Our Gaz66 and an Edelweiss
When we finally rolled into the valley that would become our home, rebuilt the bridge and shuttled a months’ worth of food and equipment over… I felt as though we had crossed into another world. A place untouched, raw, and humbling.
But what struck me most wasn’t just the scenery; it was the silence.

Taking in the views back down to basecamp
A silence that demanded presence. A silence that made space for reflection, for laughter around the table, and for quietly listening to the stories of those around me.

Kyrgyzstan Shephard from the valley
Because travel is never just about the place; it’s about the people.
And I couldn’t have been in better company. Everyone who sat around the table had chosen to step into something bigger than themselves. We carried different backgrounds, struggles and hopes, but we walked the same paths, breathed the same thin air, and shared the same laughter under wonky headlamps and starlit skies.

An evening in the mess tent
In the Tian Shan, time stretches differently. Days are long and full of walking, of talking, of silence.
Nights fall heavy and star-bright.

Basecamp by night
And in that space, you start to notice things… With no distractions, no buzzing notifications, life distils down to the simplicity of each present moment. Stripped of comfort zones, connections feel more meaningful and in the vast valleys under towering mountains, your own worries begin to feel small in the most freeing way.
For me, the biggest lesson was growth. Growth in leaning into the unknown. Growth in seeing how resilience, when shared, becomes strength multiplied.

The team at ABC
I’ve travelled a fair share and I’ve been to some wonderful places, but Kyrgyzstan felt different. It wasn’t a glossy postcard version of adventure. It was raw, unpredictable, and sometimes uncomfortable... But that’s where the magic lies.

Loading up the horses ready to go find an advanced base camp
Kyrgyzstan showed me the beauty of seizing the opportunities available to us.
So say yes. Yes to new landscapes. Yes to new people. Yes to growth. Yes to living.

Riding around camp on the local shepherds horse
Coming home, the mountains still linger in my mind. The silence, the laughter, the sense of possibility. What Kyrgyzstan gave me wasn’t just memories, it was a mindset.
A mindset that life is richer when we embrace uncertainty.
That progress, however small, adds up to transformation.
That health is not to be taken for granted.
That connection - with people, with place, with purpose - is everything.

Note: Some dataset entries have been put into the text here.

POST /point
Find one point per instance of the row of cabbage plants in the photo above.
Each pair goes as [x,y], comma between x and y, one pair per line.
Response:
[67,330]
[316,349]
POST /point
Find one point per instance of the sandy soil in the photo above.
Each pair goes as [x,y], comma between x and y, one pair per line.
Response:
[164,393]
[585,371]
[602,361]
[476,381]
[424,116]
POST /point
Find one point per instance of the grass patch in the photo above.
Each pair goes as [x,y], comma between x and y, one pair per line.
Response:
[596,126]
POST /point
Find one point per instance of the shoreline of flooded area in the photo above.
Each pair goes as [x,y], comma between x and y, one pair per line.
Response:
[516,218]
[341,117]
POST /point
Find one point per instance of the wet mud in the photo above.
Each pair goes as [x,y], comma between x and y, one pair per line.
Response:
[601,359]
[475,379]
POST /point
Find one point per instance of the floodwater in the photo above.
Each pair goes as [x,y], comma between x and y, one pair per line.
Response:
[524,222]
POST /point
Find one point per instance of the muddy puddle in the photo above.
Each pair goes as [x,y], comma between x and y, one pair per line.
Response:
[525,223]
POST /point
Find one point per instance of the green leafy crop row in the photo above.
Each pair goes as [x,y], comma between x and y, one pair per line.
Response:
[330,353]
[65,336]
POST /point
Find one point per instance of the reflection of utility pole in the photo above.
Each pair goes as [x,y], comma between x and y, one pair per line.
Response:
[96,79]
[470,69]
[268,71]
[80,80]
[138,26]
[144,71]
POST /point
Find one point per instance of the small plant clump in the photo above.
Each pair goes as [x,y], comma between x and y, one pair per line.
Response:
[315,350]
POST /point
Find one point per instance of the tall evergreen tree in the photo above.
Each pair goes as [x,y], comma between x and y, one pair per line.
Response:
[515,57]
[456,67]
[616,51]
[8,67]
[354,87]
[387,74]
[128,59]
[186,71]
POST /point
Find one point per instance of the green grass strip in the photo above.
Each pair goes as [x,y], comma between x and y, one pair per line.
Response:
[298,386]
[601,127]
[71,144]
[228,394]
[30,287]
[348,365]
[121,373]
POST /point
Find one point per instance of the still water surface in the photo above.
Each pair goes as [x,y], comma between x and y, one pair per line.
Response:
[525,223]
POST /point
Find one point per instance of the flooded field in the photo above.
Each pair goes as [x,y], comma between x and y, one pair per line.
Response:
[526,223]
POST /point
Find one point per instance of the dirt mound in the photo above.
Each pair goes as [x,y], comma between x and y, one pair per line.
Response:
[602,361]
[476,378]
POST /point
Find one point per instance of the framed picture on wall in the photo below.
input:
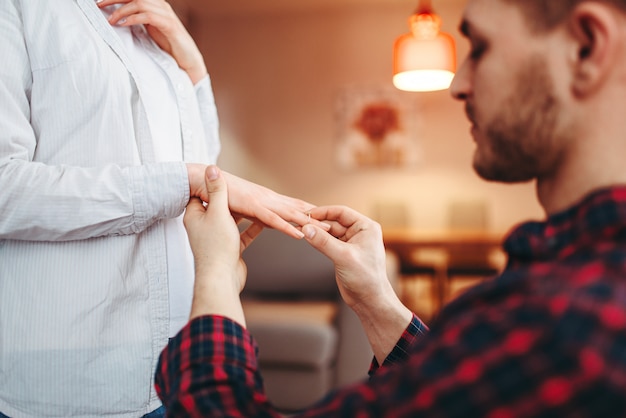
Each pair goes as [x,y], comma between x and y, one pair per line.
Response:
[376,127]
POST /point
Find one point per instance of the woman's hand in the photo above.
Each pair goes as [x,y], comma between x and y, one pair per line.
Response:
[165,28]
[257,203]
[217,246]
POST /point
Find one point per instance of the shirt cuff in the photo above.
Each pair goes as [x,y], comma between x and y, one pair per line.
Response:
[413,332]
[204,341]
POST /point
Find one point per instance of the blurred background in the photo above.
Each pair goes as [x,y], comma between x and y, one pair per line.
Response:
[279,68]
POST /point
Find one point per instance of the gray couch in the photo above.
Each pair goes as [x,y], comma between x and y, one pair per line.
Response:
[309,341]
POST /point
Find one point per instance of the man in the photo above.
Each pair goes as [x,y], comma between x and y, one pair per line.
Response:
[107,120]
[545,88]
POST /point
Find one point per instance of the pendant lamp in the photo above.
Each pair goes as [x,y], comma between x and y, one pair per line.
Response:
[425,58]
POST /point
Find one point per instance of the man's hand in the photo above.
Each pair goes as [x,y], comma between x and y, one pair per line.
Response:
[257,203]
[165,28]
[217,246]
[355,245]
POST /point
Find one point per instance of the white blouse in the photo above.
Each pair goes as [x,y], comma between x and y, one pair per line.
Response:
[84,193]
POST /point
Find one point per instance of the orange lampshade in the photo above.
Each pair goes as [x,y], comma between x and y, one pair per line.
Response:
[425,58]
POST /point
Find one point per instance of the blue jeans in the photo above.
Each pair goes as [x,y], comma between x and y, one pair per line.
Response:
[157,413]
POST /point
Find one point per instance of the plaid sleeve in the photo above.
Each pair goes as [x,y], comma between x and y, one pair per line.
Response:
[210,369]
[400,352]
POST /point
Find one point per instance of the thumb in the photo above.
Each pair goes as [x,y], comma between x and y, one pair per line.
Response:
[216,187]
[322,241]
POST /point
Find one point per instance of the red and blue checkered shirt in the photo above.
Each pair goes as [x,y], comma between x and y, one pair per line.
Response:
[547,338]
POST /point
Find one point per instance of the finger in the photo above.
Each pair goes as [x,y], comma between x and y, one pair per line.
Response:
[271,219]
[249,235]
[105,3]
[216,187]
[194,209]
[324,242]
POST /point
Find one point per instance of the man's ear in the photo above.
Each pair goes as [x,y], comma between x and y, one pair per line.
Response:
[595,33]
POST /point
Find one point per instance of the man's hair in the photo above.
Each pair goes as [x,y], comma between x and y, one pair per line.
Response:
[543,15]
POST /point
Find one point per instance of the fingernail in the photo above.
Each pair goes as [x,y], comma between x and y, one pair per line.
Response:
[213,173]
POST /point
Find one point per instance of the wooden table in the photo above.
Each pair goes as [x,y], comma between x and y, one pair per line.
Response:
[444,252]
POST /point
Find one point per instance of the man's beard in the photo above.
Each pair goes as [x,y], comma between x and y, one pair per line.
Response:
[520,143]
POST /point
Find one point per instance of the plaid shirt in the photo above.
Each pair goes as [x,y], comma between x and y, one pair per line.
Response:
[547,338]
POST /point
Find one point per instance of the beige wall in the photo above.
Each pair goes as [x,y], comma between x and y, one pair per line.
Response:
[276,77]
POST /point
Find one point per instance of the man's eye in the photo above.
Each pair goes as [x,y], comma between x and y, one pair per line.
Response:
[476,51]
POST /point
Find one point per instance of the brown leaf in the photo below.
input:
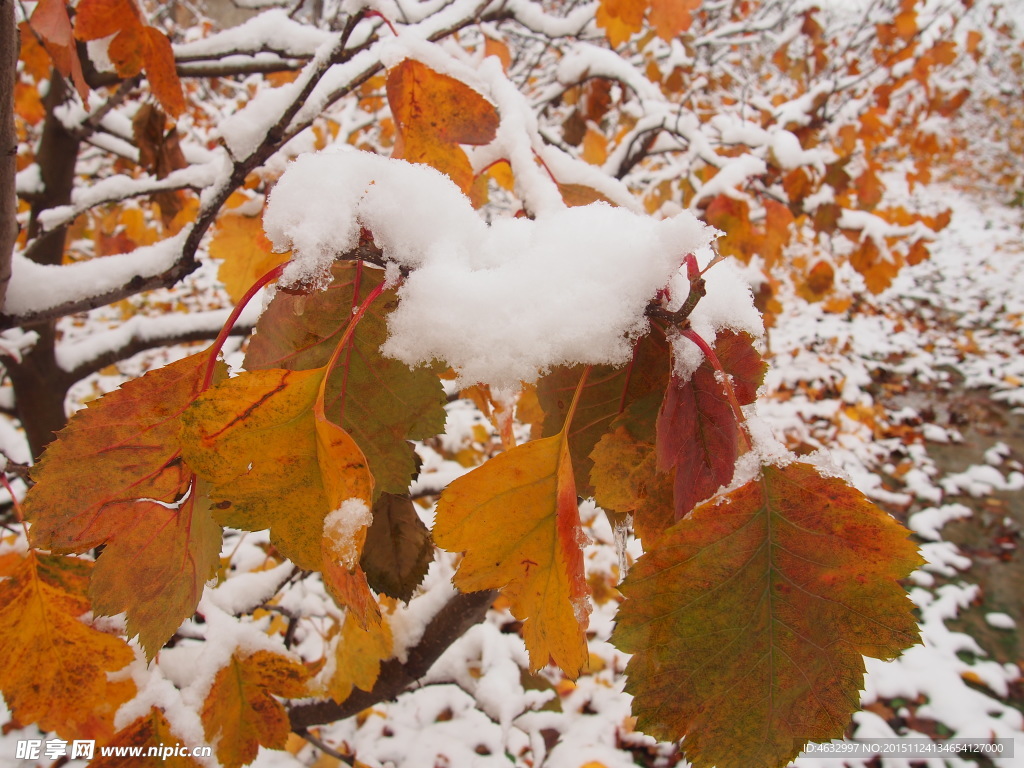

Hannah, Hannah and I on our last night at basecamp
This journey was bigger than the landscapes. It was about living with intention, about leaning into the unknown and about trusting that we are stronger, more resilient, and more capable than we imagine.
And that is what I will carry forward: to live with courage, gratitude, and openness.
To keep saying yes. To keep climbing - millimetre by millimetre.

M2M group photo on 'freedom ridge'
Sometimes, the greatest journeys aren’t just about reaching a destination - they’re about discovering how deeply alive we can feel along the way.